A, cardiovascular neuron with action potentials synchronized 1: 1 by the light pulses. This neuron was labelled juxtacellularly with biotinamide following its characterization as barosensitive and photoactivated. It is identified by the presence of green fluorescing Alexa 488 (panel Aa). Panel Ab shows that the same neuron (arrow) is immunoreactive for the ChR2-mCherry fusion protein (reporter: red fluorescing Cy3). B, respiratory neuron (post-inspiratory). This neuron was activated by light trains but its action potentials were not synchronized to the light pulses (a: biotinamide; b: ChR2-mCherry). This neuron contained no ChR2-mCherry and was located just dorsal to the cluster of neurons that expressed the transgene, i.e. in the Bötzinger region of the RVLM. Scale bar shown in Aa represents 25 μm in Aa and b and 100 μm in Ba and b. C, computer-assisted plots showing the location of the juxtacellularly labelled neurons. The mCherry-positive cardiovascular neurons are in black and the neurons that did not contain detectable levels of the transgene are in grey. Abbreviations: Amb, compact portion of the nucleus ambiguus. IO, inferior olive; pyr, pyramidal tract. Scale bar 0.5 mm.
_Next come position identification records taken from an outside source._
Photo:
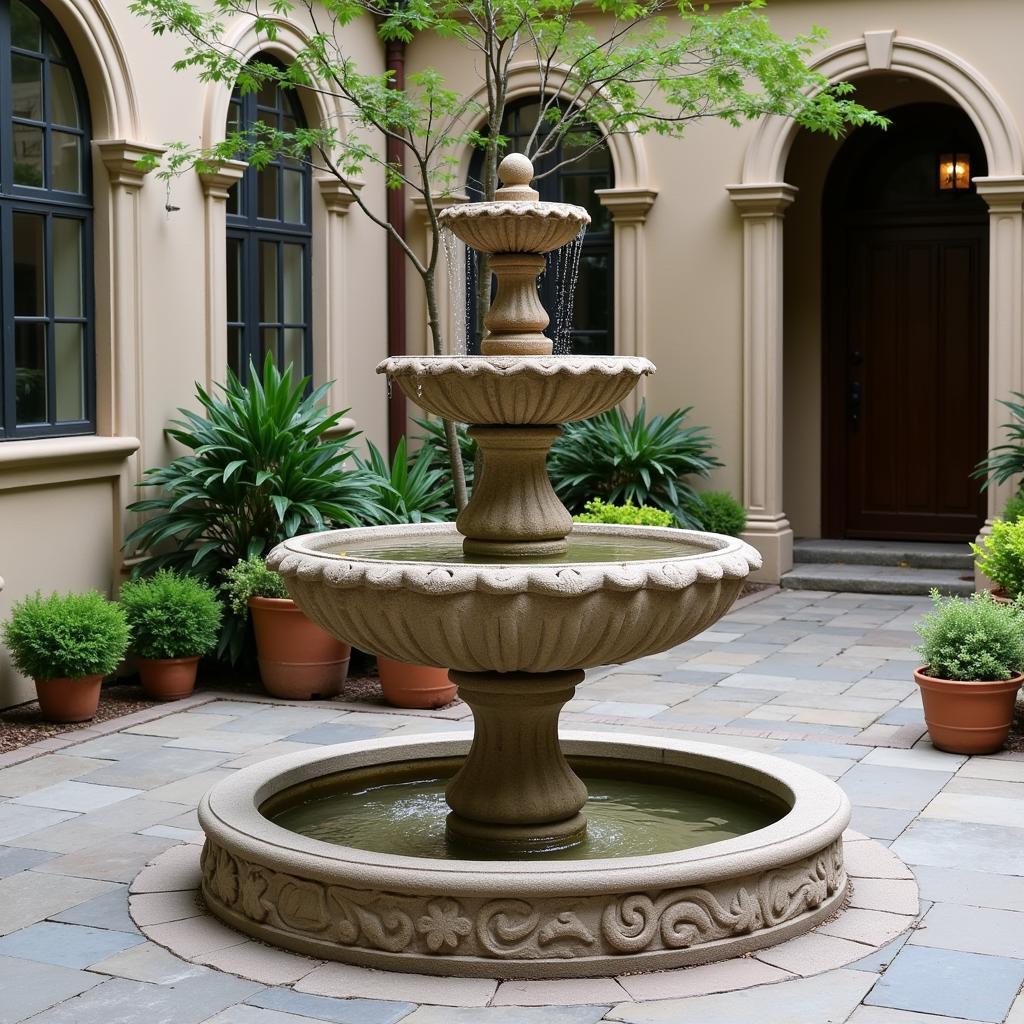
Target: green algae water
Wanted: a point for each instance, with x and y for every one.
(633, 810)
(446, 549)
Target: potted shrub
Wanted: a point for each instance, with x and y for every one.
(174, 621)
(410, 489)
(1000, 557)
(67, 642)
(297, 659)
(974, 655)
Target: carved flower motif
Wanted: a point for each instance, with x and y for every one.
(442, 925)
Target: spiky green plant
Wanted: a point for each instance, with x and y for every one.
(412, 488)
(636, 460)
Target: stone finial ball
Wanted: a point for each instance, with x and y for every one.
(515, 169)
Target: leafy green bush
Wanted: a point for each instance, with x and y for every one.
(412, 489)
(251, 578)
(1014, 509)
(621, 460)
(719, 512)
(171, 615)
(628, 514)
(67, 636)
(1000, 556)
(976, 639)
(1006, 461)
(260, 470)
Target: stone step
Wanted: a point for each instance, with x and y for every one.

Figure 7. The effects of low frequency photostimulation on SND

A, a representative recording demonstrating the effects of a single 20 ms pulse of laser light on rectified SND. Laser pulses evoked large, reproducible burst in SND, followed by a reduction in spontaneous SND between the laser-evoked bursts. The far right of the trace shows an expanded trace of the same stimulus. B, laser-evoked SND bursts are barosensitive. The upper trace represents a recording where phenylephrine (PE) was infused i.v. while 10 ms pulses were delivered at continuously 0.5 Hz. The SND burst is clearly abolished when AP is raised above 150 mmHg. Ba–c, laser pulse triggered waveform averages of SND bursts at three time points in B, demonstrating the attenuation of the burst by raised AP (b) and the recovery of the burst when AP returns to normal levels (c). C, a laser pulse triggered waveform average of a representative case. This case shows that after the initial burst, SND falls below baseline before slowly returning to pre-stimulus levels. Inset: two other cases where a small second peak was present. D, a representative example of the results from the paired-pulse paradigm, where a second pulse is delivered at a set latency after the initial pulse. This uncovered a post-stimulus inhibition of the paired pulse that recovered as the paired pulse latency increased. E, grouped data (n= 6) for D. *P < 0.05, **P < 0.01, ***P < 0.001 vs. control.